Is there a way to specify which computers can be allowed a full authentication process to a corporation that deploys/deployed a vpn 3000 concentrator?
7 laptops. Each one of the seven is given to a different employee. They each have their own login/password, and utilize the PCF file that none of them really know about, but nothing will stop them from finding it if they are curious.
To prevent the transference of PCF file, and a login/password from one employee to someone on the outside, from being utilized on their own desktop/laptop, can the 3000 concentrator employ any type of mac-filter based queries so unauthorized computers can't fully authenticate on to the network.
I posted the same question yesterday and haven't found an answer yet. One way to do it is to implement Cisco NAC (Network Admission Control) which I'm looking into. I haven't found any other way to control access based on either computer name or Mac address. Let me know if you find anything.
Well, implementing NAC takes alot of modifications to various devices to get the nac frame-work in place. I was looking for any type of out of the box configuration changes that could allow target boxes yes or no connection.
Im starting to think , seperate device or device(s) would be necessary. A low cost solution to addressing this concern.
My issue here is that is there any way for the VPN3000 to see the machine's name when it connects, or is there an easy way of doing this through Active Directory?
Mac filtering works on a different layer in OSI then the layer the concentrator works at.
I did a little further investigations, and had some help from others that mentioned this type of functionality we desire, all though it is a good security concious thoguht/need/desire, not even the asa's do this.

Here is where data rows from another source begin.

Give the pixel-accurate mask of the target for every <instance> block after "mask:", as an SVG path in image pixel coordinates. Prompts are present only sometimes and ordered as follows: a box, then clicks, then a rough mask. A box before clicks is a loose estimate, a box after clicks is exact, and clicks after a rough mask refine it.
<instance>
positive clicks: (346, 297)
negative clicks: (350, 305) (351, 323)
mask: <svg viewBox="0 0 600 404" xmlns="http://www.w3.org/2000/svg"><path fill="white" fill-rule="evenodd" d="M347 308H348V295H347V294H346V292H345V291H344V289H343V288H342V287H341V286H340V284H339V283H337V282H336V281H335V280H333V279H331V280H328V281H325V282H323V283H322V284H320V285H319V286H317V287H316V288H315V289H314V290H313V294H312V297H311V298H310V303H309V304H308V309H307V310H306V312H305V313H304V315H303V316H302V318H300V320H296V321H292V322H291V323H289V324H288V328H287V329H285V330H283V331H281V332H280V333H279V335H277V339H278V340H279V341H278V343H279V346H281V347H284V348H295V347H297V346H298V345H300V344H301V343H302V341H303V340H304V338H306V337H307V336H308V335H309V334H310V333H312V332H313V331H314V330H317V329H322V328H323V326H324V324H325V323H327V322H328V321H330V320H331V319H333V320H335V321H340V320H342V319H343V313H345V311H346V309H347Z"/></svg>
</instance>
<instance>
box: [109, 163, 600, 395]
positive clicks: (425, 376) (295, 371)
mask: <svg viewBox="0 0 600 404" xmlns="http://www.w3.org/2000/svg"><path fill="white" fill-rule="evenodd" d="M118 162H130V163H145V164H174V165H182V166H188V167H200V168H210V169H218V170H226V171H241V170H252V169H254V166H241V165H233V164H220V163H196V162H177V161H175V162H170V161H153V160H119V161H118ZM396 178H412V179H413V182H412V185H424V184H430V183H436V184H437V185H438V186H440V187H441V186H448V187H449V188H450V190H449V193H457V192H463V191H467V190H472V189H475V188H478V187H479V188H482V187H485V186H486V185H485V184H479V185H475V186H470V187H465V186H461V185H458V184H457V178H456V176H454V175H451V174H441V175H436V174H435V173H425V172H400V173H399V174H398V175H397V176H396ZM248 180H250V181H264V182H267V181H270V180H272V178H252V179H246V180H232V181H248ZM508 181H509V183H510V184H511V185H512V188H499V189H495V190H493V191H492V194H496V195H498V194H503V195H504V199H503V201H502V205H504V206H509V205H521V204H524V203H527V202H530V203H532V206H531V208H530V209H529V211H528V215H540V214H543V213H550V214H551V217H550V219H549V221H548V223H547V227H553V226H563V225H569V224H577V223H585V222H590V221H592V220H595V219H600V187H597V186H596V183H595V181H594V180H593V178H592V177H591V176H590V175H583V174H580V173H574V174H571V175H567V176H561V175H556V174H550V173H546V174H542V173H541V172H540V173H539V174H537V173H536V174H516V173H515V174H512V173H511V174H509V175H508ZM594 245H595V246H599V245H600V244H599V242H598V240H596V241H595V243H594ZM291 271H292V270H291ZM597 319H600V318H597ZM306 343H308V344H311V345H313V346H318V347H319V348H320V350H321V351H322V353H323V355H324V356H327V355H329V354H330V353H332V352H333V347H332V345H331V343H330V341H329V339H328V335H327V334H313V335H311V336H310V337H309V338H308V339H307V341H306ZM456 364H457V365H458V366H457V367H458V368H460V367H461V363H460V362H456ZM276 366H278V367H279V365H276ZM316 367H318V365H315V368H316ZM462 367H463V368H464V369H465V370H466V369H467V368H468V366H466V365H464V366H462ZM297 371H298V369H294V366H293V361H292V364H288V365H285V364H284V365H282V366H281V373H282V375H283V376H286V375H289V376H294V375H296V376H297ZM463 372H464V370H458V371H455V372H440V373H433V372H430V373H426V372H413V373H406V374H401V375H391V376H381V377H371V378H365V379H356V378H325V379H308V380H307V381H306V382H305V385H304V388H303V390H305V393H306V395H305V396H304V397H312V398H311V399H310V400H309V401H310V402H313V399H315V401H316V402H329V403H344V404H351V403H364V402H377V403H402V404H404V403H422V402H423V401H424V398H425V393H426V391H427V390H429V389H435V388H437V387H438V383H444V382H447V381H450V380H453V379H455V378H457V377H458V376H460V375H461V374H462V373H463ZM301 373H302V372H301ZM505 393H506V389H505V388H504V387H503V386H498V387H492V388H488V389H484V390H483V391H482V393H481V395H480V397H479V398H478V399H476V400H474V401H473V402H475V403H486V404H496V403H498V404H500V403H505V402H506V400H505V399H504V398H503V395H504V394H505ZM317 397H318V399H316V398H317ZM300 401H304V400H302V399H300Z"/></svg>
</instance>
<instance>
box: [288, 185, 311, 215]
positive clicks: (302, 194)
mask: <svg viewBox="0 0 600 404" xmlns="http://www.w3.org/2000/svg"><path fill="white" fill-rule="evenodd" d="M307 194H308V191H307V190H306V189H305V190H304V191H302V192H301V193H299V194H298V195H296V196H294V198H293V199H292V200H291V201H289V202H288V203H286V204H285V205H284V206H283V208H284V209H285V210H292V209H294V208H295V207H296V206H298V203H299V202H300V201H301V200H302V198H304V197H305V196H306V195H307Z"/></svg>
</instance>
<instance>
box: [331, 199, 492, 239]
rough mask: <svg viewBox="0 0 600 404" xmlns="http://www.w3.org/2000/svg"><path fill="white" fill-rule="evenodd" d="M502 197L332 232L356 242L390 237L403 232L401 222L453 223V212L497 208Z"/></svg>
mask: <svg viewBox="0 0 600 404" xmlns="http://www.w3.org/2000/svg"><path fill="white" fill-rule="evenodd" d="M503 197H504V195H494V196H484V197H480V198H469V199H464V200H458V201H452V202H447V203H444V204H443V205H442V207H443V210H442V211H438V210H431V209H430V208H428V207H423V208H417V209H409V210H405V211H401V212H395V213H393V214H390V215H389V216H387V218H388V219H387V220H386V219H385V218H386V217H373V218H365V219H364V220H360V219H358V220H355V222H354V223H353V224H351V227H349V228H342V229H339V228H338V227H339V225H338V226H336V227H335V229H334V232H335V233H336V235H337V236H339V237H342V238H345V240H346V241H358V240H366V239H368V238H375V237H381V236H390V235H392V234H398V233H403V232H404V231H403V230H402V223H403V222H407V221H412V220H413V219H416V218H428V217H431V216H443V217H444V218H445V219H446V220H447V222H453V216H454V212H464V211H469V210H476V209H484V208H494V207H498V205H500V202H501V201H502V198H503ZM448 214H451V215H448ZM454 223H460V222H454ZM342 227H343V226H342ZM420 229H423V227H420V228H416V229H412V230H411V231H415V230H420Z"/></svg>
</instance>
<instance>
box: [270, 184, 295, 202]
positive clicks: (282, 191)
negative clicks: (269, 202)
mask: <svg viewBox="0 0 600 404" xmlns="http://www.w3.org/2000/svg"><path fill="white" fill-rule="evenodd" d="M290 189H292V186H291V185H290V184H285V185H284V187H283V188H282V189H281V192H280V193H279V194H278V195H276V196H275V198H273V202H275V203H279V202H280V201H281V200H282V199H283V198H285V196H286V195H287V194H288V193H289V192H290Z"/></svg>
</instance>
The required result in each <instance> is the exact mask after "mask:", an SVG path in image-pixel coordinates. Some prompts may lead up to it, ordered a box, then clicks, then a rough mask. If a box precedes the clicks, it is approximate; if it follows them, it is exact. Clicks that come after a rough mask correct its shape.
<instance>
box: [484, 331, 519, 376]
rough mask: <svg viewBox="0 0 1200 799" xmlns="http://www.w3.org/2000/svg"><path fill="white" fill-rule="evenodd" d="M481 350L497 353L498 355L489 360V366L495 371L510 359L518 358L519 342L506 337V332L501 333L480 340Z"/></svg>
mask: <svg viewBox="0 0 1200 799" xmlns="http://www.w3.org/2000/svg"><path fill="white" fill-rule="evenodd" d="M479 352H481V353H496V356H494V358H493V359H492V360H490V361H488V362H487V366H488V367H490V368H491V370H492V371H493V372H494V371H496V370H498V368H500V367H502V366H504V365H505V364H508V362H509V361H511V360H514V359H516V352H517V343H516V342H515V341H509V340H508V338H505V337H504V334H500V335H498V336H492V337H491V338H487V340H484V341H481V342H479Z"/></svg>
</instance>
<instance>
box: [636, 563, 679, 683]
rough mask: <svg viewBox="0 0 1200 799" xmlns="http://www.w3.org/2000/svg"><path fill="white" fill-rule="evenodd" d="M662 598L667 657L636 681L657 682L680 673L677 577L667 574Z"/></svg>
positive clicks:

Can anyone from cisco address the original question? The cheapest method to implement. So rogue pc's can't utilize an imported pcf, and a users creds, because corporate maintains a list of acceptable macs.
We're trying to find the same answer: Basically is there any way to keep a rogue PC (ie: home PC) from connecting via VPN if someone has downloaded the VPN client software from the Internet and installed it?
This has to be a major issue for a lot of companies correct?
I'll try to get in contact with a few people.
Some have said, if we have this fear about an employee, then simply revoke their access. Well the approach/thought that was given to me, was to make it happen. Technologically, it is possible, but how?
Im rather curious as to why cisco doesn't have this as a feature on asa's, or concentrator's, or pix's when it comes to software client vpn connections that authenticate with a username and password.
Can not one representative at cisco help out here? My next avenue to find out, will be to email a regional account rep that maybe could point me in the right direction, but I don't want to hassle him at the present.
First off let me say that a user cannot just download a VPN client from Cisco. You must have a valid Cisco account. Next the user must have the proper credentials applied to the VPN client , i.e. Group authentication including username and password, and then if they somehow compromise this information they must be authenticated via Radius, AD, or however your concentrator is configured. We have 8 of these boxes, (4) 3005's and (4) 3015's and I find them very user friendly to configure and administrate.
I hope this helps ......
the jist of our issue is, we want to limit the hosts to corporate laptops only.
So if a malicious employee gives their PCF file(if they know about it, and where it resides), and their concentrator username/password, it will be null, because any other computer except for the corporate laptop will not be allowed onto the network. If mac adresses can be integrated into the authentication process through whatever method cisco could implement this, this would make security "that much better".
Well sorry to tell you, but the "regular" users cannot, but the more tech savvy ones have been able to find the VPN client software out on the Internet. So this is a valid problem and we're trying to find a way to fix it. Cisco's answer to this is NAC, but there has to be an easier and cheaper solution to this.